Lee has published three collections of poetry: a single headlamp (2003), fiftythree / zerothree (2004) and y grec [French for the Greek place or the Greek letter; co-authored with Eleanor Wong (see p.20)] for which she wrote 26 poems. A fourth book, synaesthesia, is forthcoming.
Lee s poetry delights in nature, travel, new places and people. She has read her poetry at many literary festivals. She is working with Cake Productions to turn y grec into a literary performance for the 2007 Singapore Writers Festival.
Lee Russell
With over 750,000 copies sold, True Singapore Ghost Stories has become a household name since Russell Lee is more famously known as the author of the bestselling Singapore Ghost Stories series, a compilation of reports, stories and interviews about the supernatural. Each book in the series comprises about 50 stories and has popular appeal to both children and mature readers. Russell prefers to keep his identity a secret, appearing in a hood and mask whenever he has to make a public appearance.
Lee Sam Hong
Lee Sam Hong writes under the pen name of Chang Fengge. His other pen names include Fang Shu, Fang Ying and Li Feng. He began writing novels and other prose works during his first year at high school, but in recent years his interest has shifted to poetry. He is the author of Holy Trinity, The Biblical Revelation, a book in Chinese on Christian theology.
Lee Soon Yong, Aaron
Aaron has won numerous poetry prizes including the first prize in the National University of Singapore's Literary Society Poetry competition in 1995 and 3rd prize in the nationwide New Straits Times-Shell Poetry Competition in Malaysia in the same year. His first book of poetry A Visitation of Sunlight was selected to be one of 3 books to launch a new publishing label for quality contemporary Singaporean literature, Ethos Books. The collection won a National Book Development Council award in 1997.

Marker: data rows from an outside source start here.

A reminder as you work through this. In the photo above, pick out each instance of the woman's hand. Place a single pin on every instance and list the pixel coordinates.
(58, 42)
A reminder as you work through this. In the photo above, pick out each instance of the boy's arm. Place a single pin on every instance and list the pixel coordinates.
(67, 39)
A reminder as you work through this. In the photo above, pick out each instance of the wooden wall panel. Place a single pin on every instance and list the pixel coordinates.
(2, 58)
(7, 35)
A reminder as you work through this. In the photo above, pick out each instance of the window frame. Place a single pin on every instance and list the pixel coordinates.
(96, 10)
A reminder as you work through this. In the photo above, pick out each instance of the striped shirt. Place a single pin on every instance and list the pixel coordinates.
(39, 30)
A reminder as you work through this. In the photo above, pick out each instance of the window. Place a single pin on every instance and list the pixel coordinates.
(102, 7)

A lawyer by profession, Aaron is also involved in theatre and promoting literature in Singapore. In 1999 the title poem of his book was selected for the "Poems on the Move" programme, an initiative by the National Arts Council to bring poetry to the public on mass transit.
Lee Tzu Pheng
Born in 1946
Lee graduated from, and taught at what is now, the National University of Singapore (NUS) until her retirement in 2001.Lee won the NBDCS Award for Poetry in 1982 for Prospect of a Drowning (1980), her debut collection, and in 1992 for both Against the Next Wave (1988) and The Brink of an Amen (1991).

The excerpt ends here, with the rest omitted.